Football Association chairman Greg Dyke has warned a summer World Cup in Qatar would be more than inconvenient - it would be dangerous too.
Dyke said on Friday that FIFA has two choices - to move the 2022 tournament to a cooler part of the year or move it to another country. He believes a winter World Cup is the more likely option.
In speaking out, it is the first time the FA has taken a formal position on the controversial issue, although Dyke's predecessor David Bernstein said in June that any plans to move the World Cup to the winter were "fundamentally flawed".
The FA's stance could lead to some differences with the Premier League, whose chief executive Richard Scudamore strongly opposes any move to change the World Cup to the winter due to the disruption it will cause to domestic club competitions over three years.
But Dyke has serious concerns about the weather in Qatar, where the desert climate sees June temperatures typically peak above 100 degrees Fahrenheit on a daily basis.

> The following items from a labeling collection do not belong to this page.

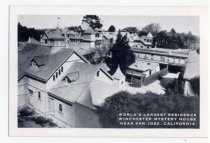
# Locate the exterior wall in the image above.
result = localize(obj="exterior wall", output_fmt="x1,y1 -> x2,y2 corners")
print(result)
46,96 -> 74,128
134,52 -> 186,64
46,53 -> 84,90
74,103 -> 102,128
18,77 -> 28,107
95,70 -> 113,84
142,68 -> 168,85
27,78 -> 47,112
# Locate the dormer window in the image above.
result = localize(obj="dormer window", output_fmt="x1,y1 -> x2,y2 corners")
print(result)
97,71 -> 100,77
31,61 -> 37,67
63,72 -> 79,83
30,60 -> 39,70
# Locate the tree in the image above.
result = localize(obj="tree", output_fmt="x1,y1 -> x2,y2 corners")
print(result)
82,15 -> 103,29
67,26 -> 81,32
122,27 -> 139,33
142,23 -> 161,36
108,25 -> 116,32
138,30 -> 148,37
106,31 -> 135,74
18,23 -> 44,42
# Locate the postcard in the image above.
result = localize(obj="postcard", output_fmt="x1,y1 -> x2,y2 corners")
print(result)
9,6 -> 209,137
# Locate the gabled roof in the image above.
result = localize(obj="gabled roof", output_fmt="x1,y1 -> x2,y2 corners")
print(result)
65,71 -> 79,82
68,42 -> 93,55
133,39 -> 152,46
112,66 -> 125,80
28,37 -> 42,44
129,60 -> 159,71
42,29 -> 65,40
31,55 -> 49,66
147,32 -> 153,38
49,62 -> 113,106
18,43 -> 74,82
84,27 -> 96,34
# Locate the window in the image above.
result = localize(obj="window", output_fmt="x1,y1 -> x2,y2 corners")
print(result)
97,71 -> 100,77
59,104 -> 63,112
31,61 -> 36,66
96,33 -> 99,37
38,91 -> 41,100
28,89 -> 34,95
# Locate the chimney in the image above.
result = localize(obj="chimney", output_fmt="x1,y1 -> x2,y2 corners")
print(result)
28,36 -> 31,43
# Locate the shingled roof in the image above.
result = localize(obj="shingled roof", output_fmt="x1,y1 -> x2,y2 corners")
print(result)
18,43 -> 74,82
49,62 -> 113,108
45,29 -> 65,40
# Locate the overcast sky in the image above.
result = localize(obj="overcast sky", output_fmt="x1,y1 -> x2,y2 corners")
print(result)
18,15 -> 199,35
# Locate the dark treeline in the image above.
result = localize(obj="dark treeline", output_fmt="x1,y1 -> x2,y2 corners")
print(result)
122,23 -> 199,50
18,23 -> 44,42
153,29 -> 199,50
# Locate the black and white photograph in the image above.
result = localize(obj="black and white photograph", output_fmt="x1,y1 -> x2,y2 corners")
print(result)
16,13 -> 200,130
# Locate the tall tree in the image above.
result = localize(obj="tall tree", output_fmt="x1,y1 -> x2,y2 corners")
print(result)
122,27 -> 139,33
108,25 -> 116,32
106,31 -> 135,74
142,23 -> 161,36
82,15 -> 103,29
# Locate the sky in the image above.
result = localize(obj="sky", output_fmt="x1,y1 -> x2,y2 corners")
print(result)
18,15 -> 200,36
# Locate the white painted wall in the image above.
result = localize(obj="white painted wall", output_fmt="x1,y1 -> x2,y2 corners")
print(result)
18,77 -> 28,107
27,78 -> 47,112
95,70 -> 113,84
46,53 -> 84,90
47,96 -> 74,127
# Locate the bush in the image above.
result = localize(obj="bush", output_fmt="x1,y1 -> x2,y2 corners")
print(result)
19,106 -> 35,117
32,116 -> 57,127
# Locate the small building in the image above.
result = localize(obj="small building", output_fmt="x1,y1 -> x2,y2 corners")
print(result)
112,66 -> 125,89
82,28 -> 102,48
126,60 -> 160,86
18,43 -> 114,128
141,32 -> 153,44
40,29 -> 67,48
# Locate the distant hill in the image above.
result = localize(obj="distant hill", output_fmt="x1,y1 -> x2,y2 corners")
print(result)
18,23 -> 44,42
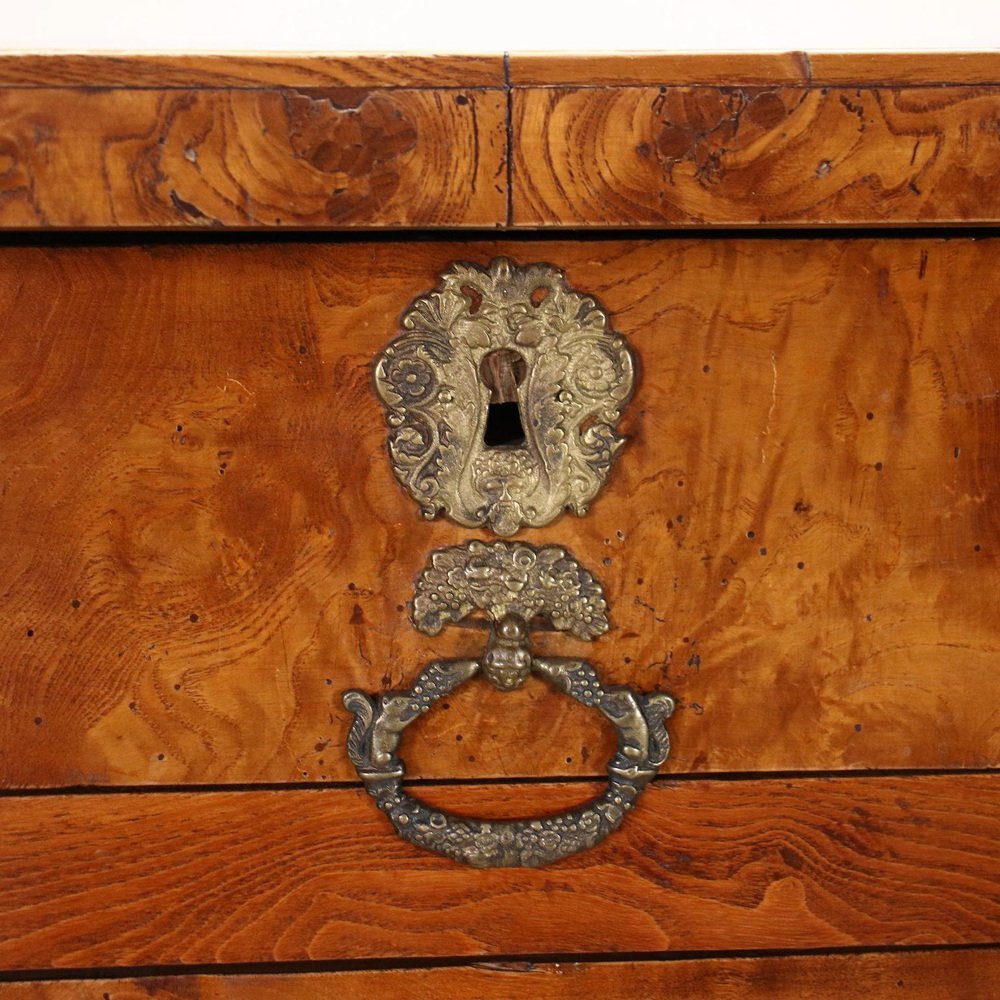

"It's too hot," he told BBC Radio Five Live. "Forget about footballers; think about the fans.
"If you get thousands of fans, as you do at World Cups, out in that heat I just don't see how it works.
"You can have air-conditioned stadiums but you've got to get in and out of the stadium, and that can take you an hour. In that sort of heat it's quite dangerous I think."
He added: "My major concern is about fans. If thousands of fans turn up for a tournament in Qatar it could be very dangerous."
Dyke warned on Friday that the dispute over the 2022 finals was likely to be resolved by litigation, and he stressed the FA is not taking a stance on whether it should be moved to another country or shifted to a different time of year.
FIFA president Sepp Blatter has recently expressed a preference for a tournament in a cooler season of the year.
"I think that's up to FIFA to work that out," Dyke added. "The only position I'm making is that you can't hold it in Qatar in the summer."
He believes FIFA ignored warnings about the pitfalls of playing in such intense heat at the time the tournament was awarded to Qatar, in December 2010.
"FIFA were told that at the time they took the decision. There was a report at that stage saying they thought this could be dangerous," Dyke said.
"Clearly people wanted to take football to a place like Qatar where there's no footballing tradition. But it wasn't thought through properly.
"I think Sepp Blatter is of the position you can't hold it in the summer. What we're saying is that if you can't hold it in the summer, when do you hold it or where do you hold it are the questions that FIFA needs to answer.
"I'm going out to see him next month. I'm sure we will discuss all sorts of things. His belief, I think, is you will probably move it to the autumn or the winter."
Addressing the problems a non-summer World Cup would present for the Premier League, Dyke said: "I know Richard Scudamore's position pretty well and I have some sympathy with it.
"Richard Scudamore is saying this isn't a problem of our (the Premier League's) making. (He is saying) you will completely disrupt our league timetable not just for one season but for three if you move it to the autumn or winter.
"There are no winners in this. The wrong decision was probably taken originally, and now we've got to live with it and we've got to make it work."
Dyke suggested it would "look rather self-serving" if the FA proposed it could host the 2022 tournament and said that such a prospect was unlikely.
In terms of the next World Cup, Dyke is optimistic England will be there in Brazil next year.
He does accept, however, that mistakes have been made in the approach to tournaments such as the European Under-21 Championship, where England performed poorly.
Dyke, who has spent an evening in the pub with England boss Roy Hodgson to discuss the various issues, said: "Roy lives up the road from me so we went and had an evening's drinking in Richmond, talking about the future, the importance of this year.
"There are four important competitive internationals and we are all pretty optimistic we are going to get to Brazil. Some people think it might be via the play-offs, I'm not so sure, I think we might get straight there. Roy is certainly confident. So are we at the FA that we will get to Brazil."